Catfish Farmers Want Imports Inspected
Calls on Congress to tighten regulations.
Compiled by staff
Published: Oct 19, 2009
The Catfish Farmers of America this week launched a major advertising and public safety awareness campaign called "All Catfish Should be Treated Equally". The campaign urges the USDA to enact a congressionally approved law requiring all imported catfish to meet the same stringent health and safety standards as imported beef, poultry and pork.
"We've launched this campaign because of the urgency of this health and safety issue," said Joey Lowery, president of the Catfish Farmers of America. "We need Secretary of Agriculture Tom Vilsack to enact this law now. Nothing is more important than the health and safety of our families. U.S. catfish farmers fully support the toughest and widest-ranging regulations and inspections that will protect American consumers when it comes to catfish - both imported and domestic."

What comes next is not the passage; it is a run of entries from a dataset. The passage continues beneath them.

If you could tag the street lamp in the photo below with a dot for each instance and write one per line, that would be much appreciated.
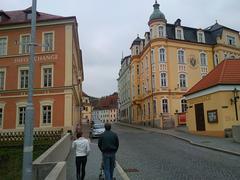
(234, 100)
(28, 127)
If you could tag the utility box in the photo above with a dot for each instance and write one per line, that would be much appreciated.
(236, 133)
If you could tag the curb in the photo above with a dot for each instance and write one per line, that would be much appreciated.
(184, 139)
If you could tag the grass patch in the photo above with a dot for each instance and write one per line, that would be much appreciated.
(11, 159)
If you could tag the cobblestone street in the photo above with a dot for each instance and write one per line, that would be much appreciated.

The Catfish Farmers of America advertising campaign is targeting D.C.-based decision-makers and opinion leaders.
While the USDA currently inspects and ensures the safety of all meat and poultry products sold in the United States, it does not inspect seafood. The inspection of seafood is conducted by the Food and Drug Administration.

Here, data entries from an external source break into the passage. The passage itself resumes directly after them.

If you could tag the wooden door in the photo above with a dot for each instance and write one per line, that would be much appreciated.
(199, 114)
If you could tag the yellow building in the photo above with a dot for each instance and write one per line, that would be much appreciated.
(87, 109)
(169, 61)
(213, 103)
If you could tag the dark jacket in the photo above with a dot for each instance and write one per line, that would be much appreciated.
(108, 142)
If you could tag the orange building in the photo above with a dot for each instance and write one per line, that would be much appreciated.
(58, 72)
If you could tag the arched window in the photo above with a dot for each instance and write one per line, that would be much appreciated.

Last year 5.2 billion pounds of seafood were imported into the United States from foreign countries. However, the FDA inspected only two percent of all imported seafood, including catfish, according to the Government Accountability Office.
"There is absolutely no way to determine whether all these imports are safe from contamination or harmful chemicals that aren't allowed here in the U.S.," said Lowery. "We want USDA approval that every catfish product imported into America meets the same rigorous standards for quality and safety as our farm-raised catfish."

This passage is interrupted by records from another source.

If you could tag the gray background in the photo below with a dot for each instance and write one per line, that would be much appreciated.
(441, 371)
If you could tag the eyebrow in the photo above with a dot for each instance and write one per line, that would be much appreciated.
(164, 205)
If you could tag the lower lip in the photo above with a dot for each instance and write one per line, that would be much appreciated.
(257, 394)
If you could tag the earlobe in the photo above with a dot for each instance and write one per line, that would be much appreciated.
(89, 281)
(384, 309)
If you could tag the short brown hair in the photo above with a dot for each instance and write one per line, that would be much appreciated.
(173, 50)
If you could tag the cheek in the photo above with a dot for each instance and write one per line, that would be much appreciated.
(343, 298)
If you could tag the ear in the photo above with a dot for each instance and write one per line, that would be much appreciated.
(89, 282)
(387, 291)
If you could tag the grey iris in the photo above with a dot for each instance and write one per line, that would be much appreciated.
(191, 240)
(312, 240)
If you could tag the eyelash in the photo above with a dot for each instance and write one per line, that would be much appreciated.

The Catfish Farmers of America started its "All Catfish Should Be Treated Equally" campaign this week because the administration has reached a critical point in the decision-making process for enacting the law.
The U.S. Congress, responding to evidence of serious problems with the quality of imported catfish, voted to move catfish inspections and regulation from the FDA to USDA as part of the 2008 Farm Bill. USDA Secretary Vilsack, who has made food safety one of his top priorities, is now considering whether to require that all imported catfish meet USDA standards, or to include only Chinese "channel" catfish which are grown from young U.S. catfish stock.
Catfish products are also imported to the United States from Vietnam and Thailand where fish from the catfish family are called "tra" or "basa." Among the two percent of seafood imports from Vietnam inspected by the FDA during a recent four-year period, nearly one in every five seafood shipments, including catfish, was contaminated with potentially deadly chemicals or drugs that are banned by the United States in farm-raised catfish, according to the FDA.
In a bipartisan appeal, Sen. Blanche L. Lincoln, D-Ark., chairman of the Senate Committee on Agriculture, Nutrition and Forestry, and Sen. Thad Cochran, R-Miss., ranking member of the Senate Appropriations Committee, urged Vilsack to "support a broad definition of catfish that will ensure that catfish products meet the standards for safety that Americans have come to expect from the U.S. Department of Agriculture."